4.7. Highlights of Our Review

This systematic review was conducted using a rigorous methodology with well-defined inclusion and exclusion criteria. It covered multiple databases and included all published studies that implemented CDED in children and/or adults with active CD.

The review involved two reviewers who analyzed the articles for selection, reducing the risk of bias and ensuring the quality and relevance of the selected publications. In cases of uncertainty or conflicting opinions, a third reviewer was involved in the study selection process. The review adhered to PRISMA recommendations [34,35] and was supported by a protocol submitted to PROSPERO [36] and approved under the registration number CRD42022335076. The Cochrane RevMan 5 software [38] was used to analyze the risk of bias in the included studies, enabling a more comprehensive analysis.

4.8. What Is New?

The primary objective of this systematic review was to explain and summarize the existing evidence of this new dietary approach. It is noteworthy that, during this work, the European Society for Clinical Nutrition and Metabolism (ESPEN) released new guidelines on Clinical Nutrition in Inflammatory Bowel Disease [50]. The results of this review appear to align with the most recent ESPEN recommendations, which suggest that the CDED + PEN can be a suitable alternative to EEN in children and young people with mild-to-moderate CD to achieve clinical remission. Regarding adulthood, the recommendations indicate that CDED should be considered, with or without PEN [50].
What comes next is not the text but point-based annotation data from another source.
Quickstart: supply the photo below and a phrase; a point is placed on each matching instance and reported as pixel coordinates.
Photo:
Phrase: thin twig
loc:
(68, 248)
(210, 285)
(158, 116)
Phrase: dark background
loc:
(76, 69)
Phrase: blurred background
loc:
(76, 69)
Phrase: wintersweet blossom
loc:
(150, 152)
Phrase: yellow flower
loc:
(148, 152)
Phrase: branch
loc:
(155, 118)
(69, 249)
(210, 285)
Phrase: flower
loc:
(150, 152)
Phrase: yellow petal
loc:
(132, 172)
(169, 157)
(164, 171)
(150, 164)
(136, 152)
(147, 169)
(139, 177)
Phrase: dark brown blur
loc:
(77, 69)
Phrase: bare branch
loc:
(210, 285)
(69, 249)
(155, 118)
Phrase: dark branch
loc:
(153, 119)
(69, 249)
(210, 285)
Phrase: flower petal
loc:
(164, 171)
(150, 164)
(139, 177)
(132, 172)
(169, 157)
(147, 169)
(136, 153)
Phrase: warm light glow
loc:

Until this publication, there was only one systematic review published [51], which includes a smaller number of studies, all of which are also incorporated into our review.

This is such an actual theme that, since we performed a database search, some other nutritional interventions with this dietetic approach were published. Some of them extended the research intervention, with most of the results being consistent with our findings and highlighting the positive effects of this dietary intervention on endoscopic remission and mucosal healing [52].

Whether in adults [53] or children [52,54,55], the CDED has consistently shown high remission rates over time.

This approach also revealed significant improvements in eating behaviors [56].

5. Conclusions

In conclusion, this dietary therapy is an emerging option to be considered for the management of CD. All of the included studies show evidence of remission and also benefits in other clinical parameters, showing this as an alternative to other more invasive interventions.

However, more robust studies are necessary, especially to evaluate its efficacy in achieving long-term remission, and the potential risks of nutritional deficits. Further research will be vital in fully understanding the benefits and potential drawbacks of the CDED and the CDED + PEN in the management of CD in pediatric and adult patients.